We Didn’t Come Here to Worship You

There’s a preacher joke I love. After a Sunday service, a woman walks up to the pastor with a look of displeasure on her face and says, “You know something, preacher––I really didn’t enjoy worship this morning.” He looks at her, completely unbothered, and says, “That’s okay. We weren’t worshipping you anyway.”

It’s funny because it’s true. And it’s convicting because most of us have been that woman.

We walk into a worship service with a set of preferences––songs we like, a sermon length we prefer, the perfect amount of light and production, and just the right degree of reverence and formality. Then, we evaluate the whole service based on how well it matched what we wanted. We become consumers rather than worshipers.

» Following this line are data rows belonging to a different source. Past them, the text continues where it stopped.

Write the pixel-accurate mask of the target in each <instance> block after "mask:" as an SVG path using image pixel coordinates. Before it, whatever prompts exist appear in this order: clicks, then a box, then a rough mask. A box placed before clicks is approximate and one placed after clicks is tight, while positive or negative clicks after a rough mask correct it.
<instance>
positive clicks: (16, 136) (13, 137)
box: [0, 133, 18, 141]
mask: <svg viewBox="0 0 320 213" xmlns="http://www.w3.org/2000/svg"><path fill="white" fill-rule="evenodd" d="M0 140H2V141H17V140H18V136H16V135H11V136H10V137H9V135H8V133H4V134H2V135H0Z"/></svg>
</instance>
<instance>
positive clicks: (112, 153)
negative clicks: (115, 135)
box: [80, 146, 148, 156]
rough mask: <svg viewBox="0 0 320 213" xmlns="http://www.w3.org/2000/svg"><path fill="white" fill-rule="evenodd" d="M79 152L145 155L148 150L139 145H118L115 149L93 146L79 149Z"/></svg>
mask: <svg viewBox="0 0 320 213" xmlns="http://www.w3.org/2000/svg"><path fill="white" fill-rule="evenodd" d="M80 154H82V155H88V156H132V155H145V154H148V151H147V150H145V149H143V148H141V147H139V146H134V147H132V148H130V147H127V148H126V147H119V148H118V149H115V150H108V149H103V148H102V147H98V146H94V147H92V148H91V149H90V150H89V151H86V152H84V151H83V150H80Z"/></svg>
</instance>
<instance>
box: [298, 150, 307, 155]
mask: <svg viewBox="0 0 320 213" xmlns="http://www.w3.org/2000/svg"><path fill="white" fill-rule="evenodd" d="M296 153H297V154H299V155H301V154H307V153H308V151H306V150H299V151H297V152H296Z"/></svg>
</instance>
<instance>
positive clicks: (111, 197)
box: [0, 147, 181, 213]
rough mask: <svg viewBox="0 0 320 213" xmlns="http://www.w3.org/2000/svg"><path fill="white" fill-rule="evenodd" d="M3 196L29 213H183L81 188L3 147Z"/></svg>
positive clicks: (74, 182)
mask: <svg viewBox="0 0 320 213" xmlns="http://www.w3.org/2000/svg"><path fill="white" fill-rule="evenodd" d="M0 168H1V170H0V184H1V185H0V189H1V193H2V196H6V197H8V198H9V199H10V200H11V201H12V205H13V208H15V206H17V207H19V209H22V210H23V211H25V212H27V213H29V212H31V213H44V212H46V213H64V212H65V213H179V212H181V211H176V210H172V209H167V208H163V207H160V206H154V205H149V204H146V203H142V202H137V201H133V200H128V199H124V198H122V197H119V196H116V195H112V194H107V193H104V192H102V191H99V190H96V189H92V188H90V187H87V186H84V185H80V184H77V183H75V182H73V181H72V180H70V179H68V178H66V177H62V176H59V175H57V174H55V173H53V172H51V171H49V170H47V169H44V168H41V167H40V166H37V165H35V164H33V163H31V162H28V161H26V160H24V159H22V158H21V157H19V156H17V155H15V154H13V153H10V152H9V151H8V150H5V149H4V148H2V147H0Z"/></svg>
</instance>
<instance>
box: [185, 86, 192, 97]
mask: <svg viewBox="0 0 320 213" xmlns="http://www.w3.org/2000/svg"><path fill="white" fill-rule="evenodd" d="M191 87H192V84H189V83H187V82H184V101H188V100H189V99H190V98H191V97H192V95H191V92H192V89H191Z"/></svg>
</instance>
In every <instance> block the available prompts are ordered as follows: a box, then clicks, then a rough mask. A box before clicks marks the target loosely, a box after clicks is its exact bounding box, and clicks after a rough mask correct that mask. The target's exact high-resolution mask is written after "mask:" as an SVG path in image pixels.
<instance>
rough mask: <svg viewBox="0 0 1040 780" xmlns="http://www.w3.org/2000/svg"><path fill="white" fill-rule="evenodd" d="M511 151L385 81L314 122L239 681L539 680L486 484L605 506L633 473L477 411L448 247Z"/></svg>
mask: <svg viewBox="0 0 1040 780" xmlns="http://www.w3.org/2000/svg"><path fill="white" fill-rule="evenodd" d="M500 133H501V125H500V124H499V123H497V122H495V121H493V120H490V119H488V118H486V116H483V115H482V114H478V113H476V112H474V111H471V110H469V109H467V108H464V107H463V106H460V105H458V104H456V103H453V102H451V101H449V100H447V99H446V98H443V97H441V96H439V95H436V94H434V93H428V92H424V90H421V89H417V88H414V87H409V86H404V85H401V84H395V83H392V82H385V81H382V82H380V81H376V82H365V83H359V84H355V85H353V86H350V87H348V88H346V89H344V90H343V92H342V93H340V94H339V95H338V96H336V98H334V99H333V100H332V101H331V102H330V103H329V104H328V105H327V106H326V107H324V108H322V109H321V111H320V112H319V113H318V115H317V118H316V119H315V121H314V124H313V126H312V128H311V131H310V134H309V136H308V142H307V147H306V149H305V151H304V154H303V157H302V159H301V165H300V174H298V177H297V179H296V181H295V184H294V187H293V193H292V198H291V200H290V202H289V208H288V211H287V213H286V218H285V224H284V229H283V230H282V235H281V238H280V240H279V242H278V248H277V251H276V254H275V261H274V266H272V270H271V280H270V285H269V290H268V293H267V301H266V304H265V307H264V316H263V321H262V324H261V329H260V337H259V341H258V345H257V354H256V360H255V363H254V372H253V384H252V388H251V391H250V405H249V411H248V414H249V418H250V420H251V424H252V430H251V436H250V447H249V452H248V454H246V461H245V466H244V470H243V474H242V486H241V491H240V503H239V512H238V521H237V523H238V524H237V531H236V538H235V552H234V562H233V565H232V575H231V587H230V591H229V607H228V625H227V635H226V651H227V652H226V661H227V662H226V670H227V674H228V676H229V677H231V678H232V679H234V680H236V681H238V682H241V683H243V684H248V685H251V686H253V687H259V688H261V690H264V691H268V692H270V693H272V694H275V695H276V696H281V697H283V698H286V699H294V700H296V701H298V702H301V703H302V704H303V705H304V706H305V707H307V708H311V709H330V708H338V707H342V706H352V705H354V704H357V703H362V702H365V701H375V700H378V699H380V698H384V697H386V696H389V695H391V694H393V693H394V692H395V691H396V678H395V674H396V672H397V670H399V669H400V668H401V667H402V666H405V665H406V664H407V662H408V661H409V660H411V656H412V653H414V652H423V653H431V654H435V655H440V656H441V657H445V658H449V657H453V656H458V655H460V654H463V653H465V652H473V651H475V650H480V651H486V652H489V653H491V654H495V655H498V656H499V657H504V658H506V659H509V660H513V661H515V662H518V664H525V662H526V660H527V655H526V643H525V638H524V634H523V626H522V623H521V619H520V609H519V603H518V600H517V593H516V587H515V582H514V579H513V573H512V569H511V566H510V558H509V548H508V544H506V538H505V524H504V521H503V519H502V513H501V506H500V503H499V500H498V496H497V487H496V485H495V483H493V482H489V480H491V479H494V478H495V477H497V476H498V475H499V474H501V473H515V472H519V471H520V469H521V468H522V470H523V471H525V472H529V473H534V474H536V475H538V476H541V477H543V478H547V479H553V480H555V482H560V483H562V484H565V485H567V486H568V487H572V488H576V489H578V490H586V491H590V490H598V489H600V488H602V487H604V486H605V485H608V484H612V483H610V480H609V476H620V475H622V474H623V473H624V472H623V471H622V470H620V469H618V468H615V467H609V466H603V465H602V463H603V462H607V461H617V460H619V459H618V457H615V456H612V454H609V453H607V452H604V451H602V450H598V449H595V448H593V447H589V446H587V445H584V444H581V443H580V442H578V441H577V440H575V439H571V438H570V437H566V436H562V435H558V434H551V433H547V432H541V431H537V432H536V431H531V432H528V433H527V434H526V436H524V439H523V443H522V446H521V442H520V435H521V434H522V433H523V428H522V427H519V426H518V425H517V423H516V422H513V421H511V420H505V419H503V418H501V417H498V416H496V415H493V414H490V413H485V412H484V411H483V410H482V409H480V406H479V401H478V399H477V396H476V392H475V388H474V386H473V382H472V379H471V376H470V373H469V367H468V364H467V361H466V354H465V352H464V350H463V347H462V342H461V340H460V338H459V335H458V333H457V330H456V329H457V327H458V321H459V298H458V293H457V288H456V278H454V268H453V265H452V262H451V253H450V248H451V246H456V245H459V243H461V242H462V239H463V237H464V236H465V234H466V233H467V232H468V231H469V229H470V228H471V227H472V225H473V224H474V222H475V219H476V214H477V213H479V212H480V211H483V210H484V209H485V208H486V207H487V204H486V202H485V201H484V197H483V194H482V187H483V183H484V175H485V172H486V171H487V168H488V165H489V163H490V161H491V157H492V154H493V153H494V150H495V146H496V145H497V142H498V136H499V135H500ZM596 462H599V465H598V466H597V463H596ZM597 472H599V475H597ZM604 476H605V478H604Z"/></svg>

In Acts 21, Paul does something that cuts completely against that impulse.

He’s just returned from three missionary journeys. He’s been threatened, imprisoned, stoned, and run out of multiple cities. He arrives in Jerusalem and meets with James and the elders of the church. And as excited as James and the leaders in Jerusalem are about Paul’s incredible success in bearing witness to the Gentiles. They have a major problem.

Some Jewish believers have gotten the wrong idea about Paul. They think he’s been telling Jewish Christians to abandon Moses, to stop circumcising their children, to walk away from their heritage. It’s not true. But the rumor is spreading and it’s causing real division in the church.

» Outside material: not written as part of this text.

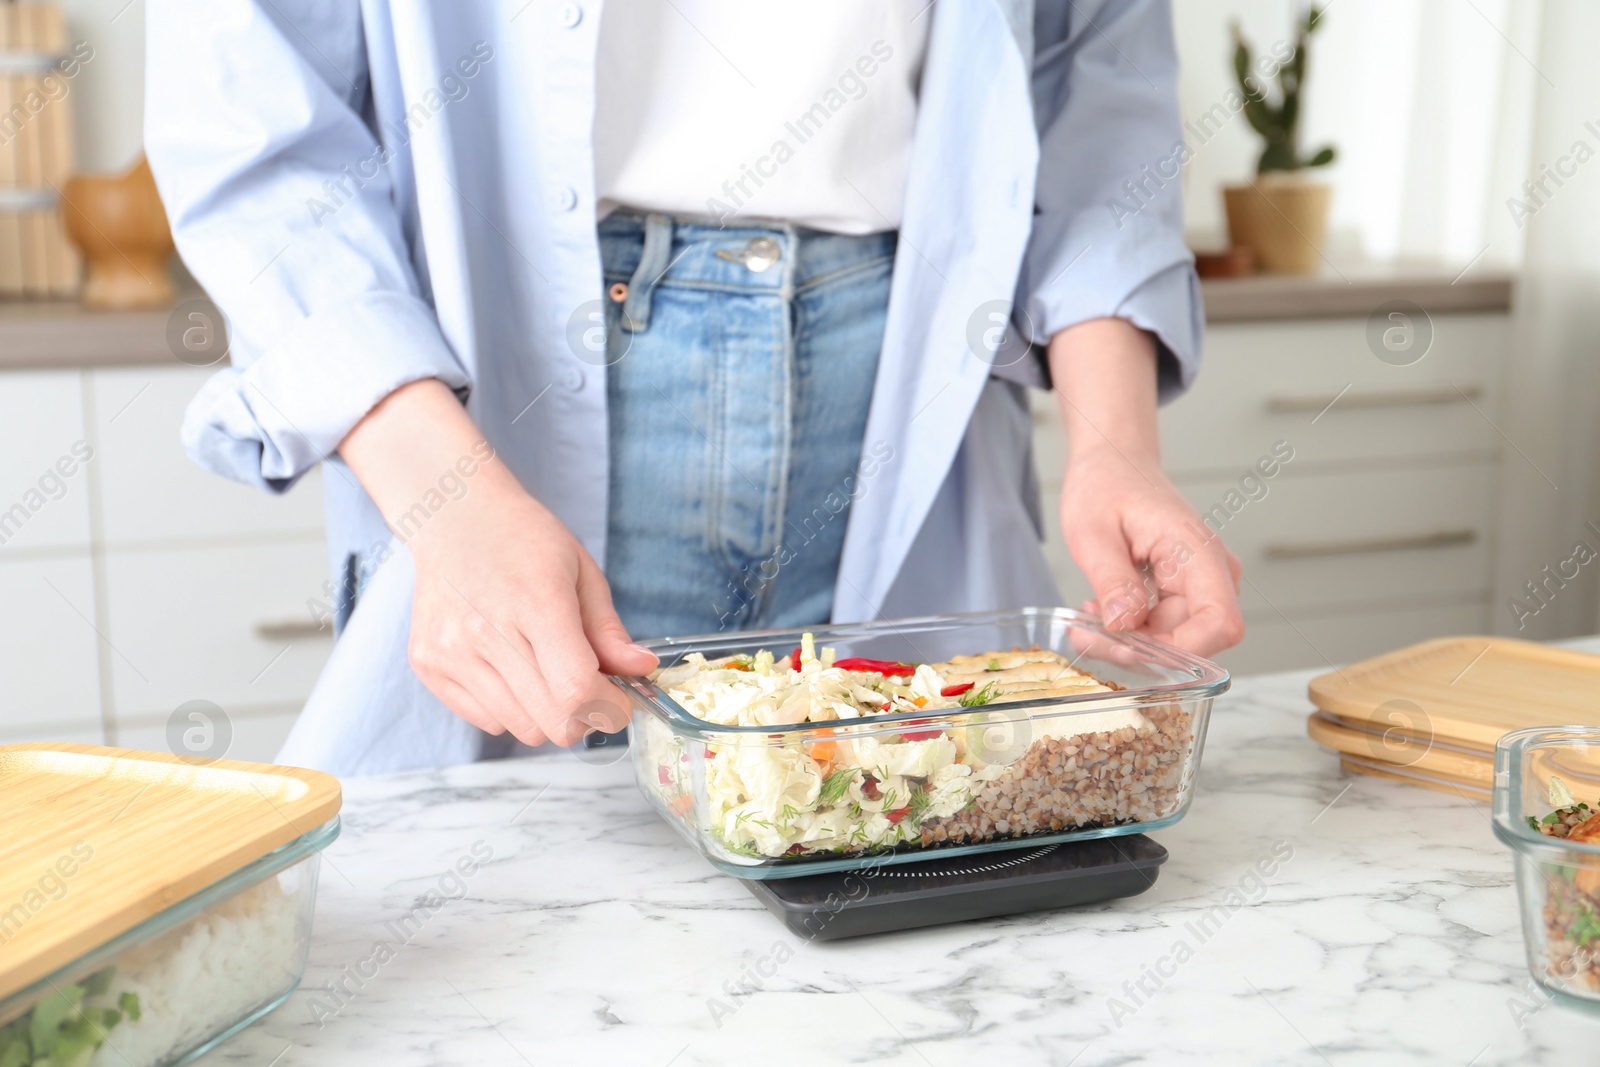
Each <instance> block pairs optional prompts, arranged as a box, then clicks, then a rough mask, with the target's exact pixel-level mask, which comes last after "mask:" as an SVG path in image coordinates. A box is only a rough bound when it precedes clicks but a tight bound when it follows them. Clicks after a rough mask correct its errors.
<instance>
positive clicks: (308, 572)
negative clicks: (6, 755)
mask: <svg viewBox="0 0 1600 1067" xmlns="http://www.w3.org/2000/svg"><path fill="white" fill-rule="evenodd" d="M163 330H165V314H150V315H138V314H134V315H126V314H122V315H114V317H109V315H98V314H93V312H82V310H78V309H64V307H62V309H53V310H51V309H40V307H38V306H8V307H5V309H0V605H5V611H3V613H0V678H3V680H5V685H3V686H0V744H5V742H16V741H45V739H51V741H82V742H91V744H115V745H128V747H142V749H155V750H165V749H168V741H166V736H168V720H170V718H171V717H173V713H174V712H176V710H178V709H179V705H182V704H184V702H187V701H208V702H211V704H214V705H218V707H221V709H222V710H224V713H226V715H227V718H229V725H230V733H232V742H230V744H229V749H227V752H226V755H227V757H230V758H243V760H270V758H272V755H274V753H275V752H277V749H278V745H280V744H282V741H283V737H285V736H286V734H288V729H290V726H291V725H293V721H294V715H296V713H298V712H299V709H301V705H302V704H304V701H306V697H307V696H309V694H310V688H312V685H314V683H315V678H317V675H318V672H320V670H322V665H323V662H325V661H326V657H328V653H330V651H331V648H333V641H331V635H330V633H328V632H326V630H322V632H318V630H317V629H315V625H314V619H312V616H310V613H309V611H307V608H306V601H307V598H310V597H320V593H322V585H323V581H325V579H326V552H325V549H323V522H322V491H320V485H322V483H320V472H312V475H309V477H307V478H304V480H302V482H301V483H299V485H298V486H294V488H293V490H291V491H290V493H286V494H283V496H274V494H269V493H262V491H259V490H253V488H250V486H243V485H237V483H232V482H227V480H224V478H219V477H216V475H213V474H208V472H205V470H202V469H200V467H197V466H195V464H194V462H192V461H190V459H189V458H187V456H186V454H184V451H182V446H181V445H179V440H178V427H179V421H181V416H182V410H184V406H186V405H187V403H189V398H190V397H194V394H195V392H197V390H198V389H200V386H202V382H205V379H206V378H208V376H210V374H213V373H214V371H213V370H211V368H192V366H186V365H182V363H179V362H176V360H174V358H171V355H168V354H166V352H165V342H163V339H162V336H163ZM53 352H62V354H66V355H69V357H70V358H72V365H70V366H59V368H51V366H50V358H48V357H50V355H51V354H53ZM29 354H32V355H29ZM75 448H77V451H74V450H75ZM83 454H88V456H90V458H88V459H83ZM64 459H67V461H70V462H66V464H62V461H64ZM58 464H62V466H58ZM67 469H70V474H62V472H64V470H67ZM42 478H43V480H45V482H43V483H42ZM35 491H37V493H35ZM16 504H21V506H22V510H21V512H16V510H13V512H11V522H10V523H8V522H6V520H5V514H6V509H13V507H14V506H16ZM32 504H37V507H32Z"/></svg>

So James comes up with a plan. He asks Paul to take four men under a Nazirite vow, go through the purification rites with them, and pay for the whole thing, which was no small expense. It was a public, costly act of solidarity with his Jewish brothers and sisters.

And how did Paul respond? He didn’t even hesitate.

He could have pushed back. He had every right to. He’d sacrificed more for the gospel than almost anyone. But instead, of complaining or pushing back, verse 26 simply says: “Then Paul took the men, and the next day he purified himself along with them and went into the temple.”

Just like that.

Paul wanted unity in the church more than he wanted to be right. More than he wanted credit. More than he wanted convenience.

Here’s the question that’s worth sitting with: what would it look like for you to do the same?

Maybe it looks like staying in the service even when the music isn’t your style––and choosing to worship anyway. Maybe it’s giving up your preferred seat, your preferred method, your preferred way of doing things––for the sake of someone else’s growth and your church’s unity.

I heard the Christian hip hop artist KB say something that cuts right to it. Every Sunday, we walk out of a worship service giving our verdict––I liked this, I didn’t like that––when the more important question is one we rarely ask: What did God think?

We didn’t gather to worship our preferences. We gathered to worship Jesus. He’s the only one who is actually worthy of it.

When we put Jesus first, everything else finds its right place. Our opinions get smaller. Our love for one another gets bigger. And the church becomes what Jesus always intended: a community of people who to lay down their lives for something greater than themselves.

That’s not just good church culture. That’s the gospel, lived out on a Sunday morning. And it produces the kind of church that can change the world.